Since a recent firmware update I have been running into RAM issues, where it will end up consuming 100% ram and start putting normal processes RAM usage into Swap.
Requireing a reboot of the system to fix the issue, after which it returns to “normal” use.
Details:
Firmware: QTS 5.2.9.3410
NAS: TS-673A
RAM: 32GB ECC
Network setup: 1 port, untagged + 2 vlan
Normal RAM usage of processes: between 7 and 16 GB
NAS usage: Containerstation Host → Nextcloud, Plex, Nginx, HomeAssistant, (+/-20 containers)
Testing done:
Deceased running processes to have a stableish 7GB usage
Kept track of RAM usage over time
It seems the buffer keeps increasing over time and not decreasing. Its space is taken off the cache first, followed by normal RAM space taken into Swap.
Does anyone have any insight into what would make the buffer size grow?
Although you included the hardware and firmware details, it would really help if you said what processes you were running and the role that the NAS is serving.
These boxes are so versatile anything could be happening.
Does QBoost release the memory?
Appologies, Ive added it to the orignal post. and for you: “NAS usage: Containerstation Host → Nextcloud, Plex, Nginx, HomeAssistant, (+/-20 containers)”

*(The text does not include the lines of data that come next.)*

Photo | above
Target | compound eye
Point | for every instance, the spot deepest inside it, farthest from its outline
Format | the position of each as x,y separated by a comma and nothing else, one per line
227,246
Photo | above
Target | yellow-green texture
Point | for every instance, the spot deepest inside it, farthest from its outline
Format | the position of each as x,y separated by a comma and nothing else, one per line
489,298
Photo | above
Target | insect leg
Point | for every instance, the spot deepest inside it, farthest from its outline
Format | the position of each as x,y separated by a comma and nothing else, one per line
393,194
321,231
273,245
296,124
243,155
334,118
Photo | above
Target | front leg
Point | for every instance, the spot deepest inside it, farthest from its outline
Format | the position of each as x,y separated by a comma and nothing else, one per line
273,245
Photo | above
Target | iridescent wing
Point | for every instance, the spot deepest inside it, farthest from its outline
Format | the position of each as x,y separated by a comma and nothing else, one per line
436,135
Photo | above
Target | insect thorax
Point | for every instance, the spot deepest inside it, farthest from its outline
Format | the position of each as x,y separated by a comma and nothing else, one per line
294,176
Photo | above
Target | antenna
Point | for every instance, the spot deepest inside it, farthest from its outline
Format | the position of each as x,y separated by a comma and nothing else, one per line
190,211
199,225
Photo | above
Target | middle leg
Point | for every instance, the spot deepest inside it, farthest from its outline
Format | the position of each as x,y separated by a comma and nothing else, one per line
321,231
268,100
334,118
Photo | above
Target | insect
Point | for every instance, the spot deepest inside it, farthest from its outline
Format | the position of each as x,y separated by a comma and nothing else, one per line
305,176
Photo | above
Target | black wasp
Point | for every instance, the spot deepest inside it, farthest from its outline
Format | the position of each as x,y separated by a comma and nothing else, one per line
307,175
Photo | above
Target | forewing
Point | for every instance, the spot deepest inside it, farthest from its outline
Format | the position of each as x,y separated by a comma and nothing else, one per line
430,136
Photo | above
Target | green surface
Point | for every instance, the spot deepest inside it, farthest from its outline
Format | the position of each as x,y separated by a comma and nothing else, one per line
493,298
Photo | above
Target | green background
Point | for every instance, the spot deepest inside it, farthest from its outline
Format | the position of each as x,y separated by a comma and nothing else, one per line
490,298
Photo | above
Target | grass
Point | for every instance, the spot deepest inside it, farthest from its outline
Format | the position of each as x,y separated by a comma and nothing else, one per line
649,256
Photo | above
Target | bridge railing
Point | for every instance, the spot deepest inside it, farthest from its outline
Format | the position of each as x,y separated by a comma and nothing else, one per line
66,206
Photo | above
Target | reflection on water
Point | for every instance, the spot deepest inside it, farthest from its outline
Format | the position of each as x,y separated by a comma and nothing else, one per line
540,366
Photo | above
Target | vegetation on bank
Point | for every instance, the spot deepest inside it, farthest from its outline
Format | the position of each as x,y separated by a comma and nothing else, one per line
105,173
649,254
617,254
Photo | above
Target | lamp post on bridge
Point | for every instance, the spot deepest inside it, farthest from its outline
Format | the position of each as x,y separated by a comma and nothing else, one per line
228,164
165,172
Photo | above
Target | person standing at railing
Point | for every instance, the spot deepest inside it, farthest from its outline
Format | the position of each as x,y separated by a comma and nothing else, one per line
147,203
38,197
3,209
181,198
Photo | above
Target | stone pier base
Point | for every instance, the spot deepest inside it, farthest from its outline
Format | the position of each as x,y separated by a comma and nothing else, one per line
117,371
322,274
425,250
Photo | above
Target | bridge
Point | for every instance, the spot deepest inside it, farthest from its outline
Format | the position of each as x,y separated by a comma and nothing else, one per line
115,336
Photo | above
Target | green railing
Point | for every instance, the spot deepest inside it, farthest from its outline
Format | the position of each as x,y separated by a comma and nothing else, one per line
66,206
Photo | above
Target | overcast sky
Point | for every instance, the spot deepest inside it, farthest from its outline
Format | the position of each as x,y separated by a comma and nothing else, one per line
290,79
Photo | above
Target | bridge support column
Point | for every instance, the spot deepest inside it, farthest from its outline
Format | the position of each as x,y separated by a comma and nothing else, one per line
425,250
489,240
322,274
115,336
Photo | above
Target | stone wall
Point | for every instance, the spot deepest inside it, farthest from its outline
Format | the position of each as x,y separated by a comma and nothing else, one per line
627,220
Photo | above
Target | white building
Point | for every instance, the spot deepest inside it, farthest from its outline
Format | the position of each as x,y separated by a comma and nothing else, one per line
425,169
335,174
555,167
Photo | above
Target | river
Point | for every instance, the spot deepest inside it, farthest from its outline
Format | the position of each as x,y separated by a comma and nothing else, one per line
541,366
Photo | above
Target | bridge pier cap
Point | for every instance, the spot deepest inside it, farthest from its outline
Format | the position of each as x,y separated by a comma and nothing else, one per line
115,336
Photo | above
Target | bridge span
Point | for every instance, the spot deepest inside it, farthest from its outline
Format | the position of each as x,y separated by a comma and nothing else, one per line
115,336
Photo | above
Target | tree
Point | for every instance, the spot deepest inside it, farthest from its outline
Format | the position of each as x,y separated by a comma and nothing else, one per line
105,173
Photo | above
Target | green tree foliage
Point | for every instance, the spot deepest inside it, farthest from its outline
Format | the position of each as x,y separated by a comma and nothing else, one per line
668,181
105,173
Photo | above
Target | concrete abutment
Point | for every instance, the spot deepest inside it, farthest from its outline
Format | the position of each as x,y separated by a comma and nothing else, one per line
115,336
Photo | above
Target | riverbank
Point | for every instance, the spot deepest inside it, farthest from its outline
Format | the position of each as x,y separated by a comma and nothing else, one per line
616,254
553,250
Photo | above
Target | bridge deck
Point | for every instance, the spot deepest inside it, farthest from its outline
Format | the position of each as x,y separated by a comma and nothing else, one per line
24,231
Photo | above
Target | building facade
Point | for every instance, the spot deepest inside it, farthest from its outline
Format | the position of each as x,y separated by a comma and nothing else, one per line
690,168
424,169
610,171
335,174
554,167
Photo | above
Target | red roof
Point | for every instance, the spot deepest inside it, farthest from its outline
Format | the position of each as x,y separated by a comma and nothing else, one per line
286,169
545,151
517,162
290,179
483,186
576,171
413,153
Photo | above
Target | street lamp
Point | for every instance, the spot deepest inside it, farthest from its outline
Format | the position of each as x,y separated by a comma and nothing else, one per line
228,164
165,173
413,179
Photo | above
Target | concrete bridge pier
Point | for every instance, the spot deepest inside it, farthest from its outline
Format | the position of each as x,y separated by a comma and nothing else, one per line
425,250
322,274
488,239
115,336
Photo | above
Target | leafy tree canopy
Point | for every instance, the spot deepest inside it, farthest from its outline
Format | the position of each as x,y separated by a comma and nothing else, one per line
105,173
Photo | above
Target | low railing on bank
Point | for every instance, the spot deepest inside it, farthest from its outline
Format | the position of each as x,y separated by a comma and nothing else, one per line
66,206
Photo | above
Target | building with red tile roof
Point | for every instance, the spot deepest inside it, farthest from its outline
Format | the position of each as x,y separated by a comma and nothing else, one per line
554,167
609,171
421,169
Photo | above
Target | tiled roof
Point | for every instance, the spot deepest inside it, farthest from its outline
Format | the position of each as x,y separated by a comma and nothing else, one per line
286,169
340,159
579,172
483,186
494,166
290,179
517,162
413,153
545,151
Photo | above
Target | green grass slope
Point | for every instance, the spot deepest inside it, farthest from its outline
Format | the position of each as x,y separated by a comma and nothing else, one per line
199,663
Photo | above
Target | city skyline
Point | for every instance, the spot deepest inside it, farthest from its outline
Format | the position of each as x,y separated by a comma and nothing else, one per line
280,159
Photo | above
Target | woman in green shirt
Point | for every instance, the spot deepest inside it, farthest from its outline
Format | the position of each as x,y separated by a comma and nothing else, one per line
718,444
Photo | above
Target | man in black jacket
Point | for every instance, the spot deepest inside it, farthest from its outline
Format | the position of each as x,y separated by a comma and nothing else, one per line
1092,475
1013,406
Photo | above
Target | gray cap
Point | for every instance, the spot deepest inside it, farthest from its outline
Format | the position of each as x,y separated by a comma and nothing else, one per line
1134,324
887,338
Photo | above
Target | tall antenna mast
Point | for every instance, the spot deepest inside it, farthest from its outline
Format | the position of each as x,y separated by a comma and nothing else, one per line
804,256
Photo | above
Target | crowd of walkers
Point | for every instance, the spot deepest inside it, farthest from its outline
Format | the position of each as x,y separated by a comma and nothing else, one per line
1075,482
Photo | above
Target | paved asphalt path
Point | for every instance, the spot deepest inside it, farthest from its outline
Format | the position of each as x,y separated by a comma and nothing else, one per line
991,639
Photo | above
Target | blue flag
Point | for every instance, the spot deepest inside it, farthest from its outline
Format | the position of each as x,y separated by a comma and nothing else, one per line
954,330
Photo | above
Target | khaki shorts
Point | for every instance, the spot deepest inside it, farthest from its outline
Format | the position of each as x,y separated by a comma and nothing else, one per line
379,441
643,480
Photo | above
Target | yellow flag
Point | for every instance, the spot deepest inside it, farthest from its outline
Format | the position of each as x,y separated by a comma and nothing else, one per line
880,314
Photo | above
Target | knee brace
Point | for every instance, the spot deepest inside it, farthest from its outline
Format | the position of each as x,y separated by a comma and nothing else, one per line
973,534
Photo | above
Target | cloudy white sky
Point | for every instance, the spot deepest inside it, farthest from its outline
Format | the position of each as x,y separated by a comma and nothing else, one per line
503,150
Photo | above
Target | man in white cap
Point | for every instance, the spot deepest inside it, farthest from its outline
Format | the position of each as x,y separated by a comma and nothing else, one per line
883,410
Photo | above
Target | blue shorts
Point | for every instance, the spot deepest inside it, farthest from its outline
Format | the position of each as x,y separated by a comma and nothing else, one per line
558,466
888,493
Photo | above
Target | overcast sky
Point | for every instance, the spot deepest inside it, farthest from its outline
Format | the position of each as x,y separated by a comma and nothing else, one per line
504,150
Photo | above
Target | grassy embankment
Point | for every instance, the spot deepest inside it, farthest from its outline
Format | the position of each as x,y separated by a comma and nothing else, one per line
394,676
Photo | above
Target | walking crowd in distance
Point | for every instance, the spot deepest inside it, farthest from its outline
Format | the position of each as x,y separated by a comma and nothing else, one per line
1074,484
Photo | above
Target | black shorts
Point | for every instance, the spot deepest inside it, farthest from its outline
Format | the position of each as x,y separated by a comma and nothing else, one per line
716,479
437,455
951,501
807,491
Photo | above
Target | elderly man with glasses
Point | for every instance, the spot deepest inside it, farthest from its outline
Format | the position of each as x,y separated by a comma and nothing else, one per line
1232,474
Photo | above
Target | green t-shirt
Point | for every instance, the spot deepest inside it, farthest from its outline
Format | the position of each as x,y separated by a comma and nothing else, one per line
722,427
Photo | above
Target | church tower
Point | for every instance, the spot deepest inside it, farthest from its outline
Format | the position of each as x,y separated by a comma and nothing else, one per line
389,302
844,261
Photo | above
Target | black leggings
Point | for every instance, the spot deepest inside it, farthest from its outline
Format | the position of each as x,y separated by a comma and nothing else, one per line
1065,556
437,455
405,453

Previously it also hosted GPU intensive containers, Viseron (NVR), CodeProjectAI, Wyoming-Whisper&Piper. Those I have migrated away as those were the first to suffer from the Swap usage.
QBoost is not in use, as far as I know. As no SSD is present.
(Edit: I have just checked QBoost was not installed, i’ll have a look what I can configure through there)
I would open a ticket. You may have some zombie processes running that aren’t properly closed and taking up RAM. I’ve seen this happen with CPU time before. I’ve also had things like Hybrid Mount start taking up massive RAM.
Here is my suggestion for what you could try even before opening a ticket. I would install HTOP in your SSH shell. This is a richer version of the TOP utility and with it you can do things like sort which processes are taking up large amounts of memory.
Identify the processes or apps. Then in App Center, stop the processes. Do this for every one of these. Once all the processes are stopped, reboot the NAS. The restart each app. After this, monitor your RAM usage and see if it is better behaved. If not then open a ticket.
I make this suggestion because just rebooting will simply restart all the runaway processes that were taking up resources. Rebooting alone doesn’t reset them. You need to stop them first and then reboot.
One thing QNAP warns you about doing before updating firmware is to reboot the NAS if it has been running a long time. I would take that to heart. I used to ignore that message and just update the firmware. Well, I had Hybrid Backup Sync start to gobble up CPU time like crazy. Everything looked OK and after rebooting it was fine for a while and then started to go awry. Working with QNAP, I discovered this trick of stopping an app and then rebooting. Fixed the problem. All this happened after a firmware update.
So now I reboot before updating the firmware. Makes the whole process take longer, but it seems to prevent weird things from happening.